Karena dalam industri telekomunikasi yang digunakan itukan spektrum. Tapi kalau spektrum yang tersedia jumlahnya terbatas maka dia tidak akan efisien. Disamping itu dalam industri telekomunikasi, operator juga dituntut untuk mengembangkan jaringannya hingga ke berbagai daerah agar tidak ditinggalkan oleh pelanggan.

Tapi yang aneh di Indonesia, dari 10 operator yang ada saat ini, hanya Telkom dan Telkomsel saja yang terus ‘menancapkan kukunya’ di wilayah luar Jawa.

Untuk menghadapi persaingan di industri telekomunikasi, strategi apa yang dilakukan Telkom untuk melindungi bisnis di telepon kabel?
Untuk mempertahankan bisnis di telepon kabel, ke depan yang kami lakukan adalah dengan strategi ‘Defend the Traditional’. Artinya, kami hanya memberlakukan strategi terhadap telepon kabel itu sifatnya devensif, karena kami yakin telepon tradisional ini tidak akan bisa growt.
Itu sebenarnya sudah kita sadari sejak lama, karena memang kecenderungannya diberbagai negara, telepon kabel memang mengalami penurunan.

Selain itu untuk mempertahankan bisnis telepon tetap tersebut, baru-baru ini Telkom juga menawarkan paket Flexi Add On, di mana melalui program itu pelanggan Flexi bisa menelpon hemat sepuasnya ke telepon rumah.

Program Flexi Add On menerapkan pola tarif flat atau tagihan tetap.
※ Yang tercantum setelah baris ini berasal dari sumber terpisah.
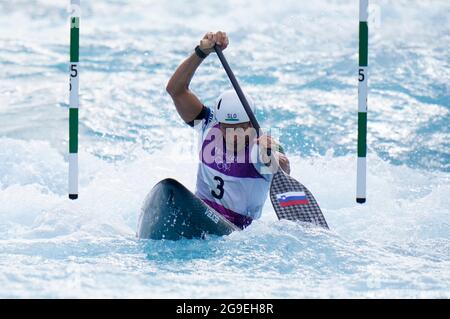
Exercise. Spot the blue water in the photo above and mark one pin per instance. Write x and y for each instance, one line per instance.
(299, 63)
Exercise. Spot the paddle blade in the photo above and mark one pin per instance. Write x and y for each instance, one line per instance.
(293, 201)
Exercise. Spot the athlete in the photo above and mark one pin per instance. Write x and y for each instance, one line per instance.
(236, 168)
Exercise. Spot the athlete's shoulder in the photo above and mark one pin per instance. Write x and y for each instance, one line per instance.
(205, 117)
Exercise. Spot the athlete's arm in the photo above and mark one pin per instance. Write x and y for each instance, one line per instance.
(186, 102)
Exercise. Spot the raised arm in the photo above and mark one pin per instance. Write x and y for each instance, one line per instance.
(186, 102)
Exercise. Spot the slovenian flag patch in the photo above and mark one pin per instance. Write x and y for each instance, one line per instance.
(292, 198)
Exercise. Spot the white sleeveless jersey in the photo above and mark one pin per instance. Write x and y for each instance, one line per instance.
(229, 183)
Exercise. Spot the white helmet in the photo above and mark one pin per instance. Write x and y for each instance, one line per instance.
(230, 110)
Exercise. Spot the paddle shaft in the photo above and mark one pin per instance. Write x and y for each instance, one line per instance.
(238, 89)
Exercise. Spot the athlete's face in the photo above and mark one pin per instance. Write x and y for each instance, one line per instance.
(236, 134)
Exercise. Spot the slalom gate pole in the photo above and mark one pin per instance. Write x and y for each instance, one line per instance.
(74, 97)
(362, 102)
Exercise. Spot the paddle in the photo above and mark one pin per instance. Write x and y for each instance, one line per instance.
(290, 199)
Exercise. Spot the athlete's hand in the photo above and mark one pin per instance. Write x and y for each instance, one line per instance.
(266, 143)
(211, 38)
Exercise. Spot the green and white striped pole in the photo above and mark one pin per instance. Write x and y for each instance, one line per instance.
(362, 102)
(74, 98)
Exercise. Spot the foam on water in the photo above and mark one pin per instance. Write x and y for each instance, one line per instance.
(302, 77)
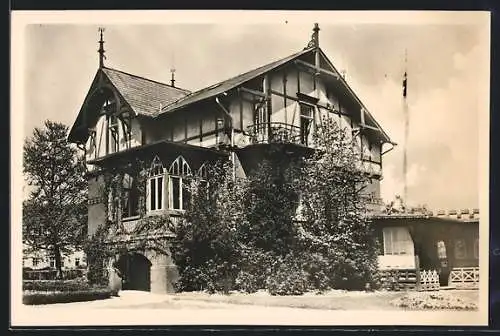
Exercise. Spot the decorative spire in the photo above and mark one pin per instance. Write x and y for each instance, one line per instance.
(101, 49)
(314, 42)
(172, 80)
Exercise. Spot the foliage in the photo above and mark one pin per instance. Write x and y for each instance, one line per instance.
(54, 215)
(434, 300)
(36, 298)
(332, 206)
(271, 204)
(288, 277)
(97, 250)
(51, 274)
(256, 265)
(55, 285)
(205, 247)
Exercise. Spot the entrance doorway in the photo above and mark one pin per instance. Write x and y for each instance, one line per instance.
(136, 272)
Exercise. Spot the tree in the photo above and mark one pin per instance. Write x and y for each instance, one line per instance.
(335, 227)
(55, 213)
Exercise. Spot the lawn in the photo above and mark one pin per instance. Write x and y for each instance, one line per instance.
(344, 300)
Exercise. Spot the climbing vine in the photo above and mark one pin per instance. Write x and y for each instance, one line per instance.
(111, 239)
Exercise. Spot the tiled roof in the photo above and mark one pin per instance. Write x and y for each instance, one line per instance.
(144, 96)
(229, 84)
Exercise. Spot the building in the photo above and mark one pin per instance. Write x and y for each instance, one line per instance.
(129, 124)
(42, 260)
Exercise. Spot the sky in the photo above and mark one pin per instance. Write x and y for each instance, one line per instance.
(447, 65)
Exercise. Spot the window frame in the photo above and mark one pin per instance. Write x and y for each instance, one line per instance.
(179, 171)
(398, 247)
(463, 255)
(127, 194)
(157, 176)
(304, 138)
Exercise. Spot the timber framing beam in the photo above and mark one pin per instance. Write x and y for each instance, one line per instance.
(315, 69)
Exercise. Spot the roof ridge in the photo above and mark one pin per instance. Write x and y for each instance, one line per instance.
(212, 86)
(149, 80)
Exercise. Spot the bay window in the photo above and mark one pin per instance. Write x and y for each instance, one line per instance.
(306, 120)
(130, 198)
(179, 194)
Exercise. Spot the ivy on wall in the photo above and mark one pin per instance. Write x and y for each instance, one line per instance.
(111, 239)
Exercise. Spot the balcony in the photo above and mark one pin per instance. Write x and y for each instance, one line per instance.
(278, 132)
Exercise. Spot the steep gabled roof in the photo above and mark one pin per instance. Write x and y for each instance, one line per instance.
(144, 96)
(230, 83)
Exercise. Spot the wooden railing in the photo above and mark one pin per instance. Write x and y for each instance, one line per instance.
(276, 132)
(399, 279)
(464, 277)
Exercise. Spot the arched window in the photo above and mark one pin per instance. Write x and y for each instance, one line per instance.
(460, 249)
(130, 199)
(476, 248)
(155, 186)
(203, 171)
(179, 194)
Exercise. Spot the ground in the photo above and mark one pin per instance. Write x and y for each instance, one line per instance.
(260, 308)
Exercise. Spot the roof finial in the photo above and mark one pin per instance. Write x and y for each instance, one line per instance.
(172, 80)
(101, 49)
(314, 42)
(316, 35)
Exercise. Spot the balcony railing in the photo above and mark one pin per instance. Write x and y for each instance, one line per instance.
(277, 132)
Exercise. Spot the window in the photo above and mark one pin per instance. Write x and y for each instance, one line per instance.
(441, 249)
(130, 199)
(460, 249)
(179, 195)
(397, 241)
(306, 120)
(155, 185)
(203, 175)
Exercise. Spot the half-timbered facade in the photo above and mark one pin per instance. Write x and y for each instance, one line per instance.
(154, 135)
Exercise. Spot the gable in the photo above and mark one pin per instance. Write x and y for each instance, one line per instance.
(139, 95)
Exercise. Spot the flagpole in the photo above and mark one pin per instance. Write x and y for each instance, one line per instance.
(406, 130)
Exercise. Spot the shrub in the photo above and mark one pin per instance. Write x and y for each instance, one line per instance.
(36, 298)
(55, 285)
(247, 282)
(287, 278)
(425, 300)
(50, 274)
Melalui paket itu pemilik Flexi tidak perlu mengkhawatirkan tagihan teleponnya, karena yang membayar biaya percakapan adalah pemilik telepon rumah yang telah mengambil Paket Tagihan Tetap.

Strategi lainnya adalah ‘Growt the New Wave’, yaitu dengan mengembangkan infrastruktur milik Telkom tersebut. Salah satu strategi yang kita lakukan adalah enterprise solution, menawarkan jasa jaringan Telkom kepada perusahaan-perusahaan yang lebih besar dari para pesaing Telkom.

Strategi selanjutnya adalah ‘Advance IT Services’, yaitu mengembangkan konten-konten IT. Karena itulah maka kita membeli PT Sigma Cipta Caraka, sehingga nantinya kita tidak hanya menawarkan koneksi tapi juga konten dan aplikasi IT.

Langkah selanjutnya yang akan kita lakukan adalah meluncurkan Super Portal yang nantinya bisa digunakan untuk segala macam. Termasuk komersial dan news.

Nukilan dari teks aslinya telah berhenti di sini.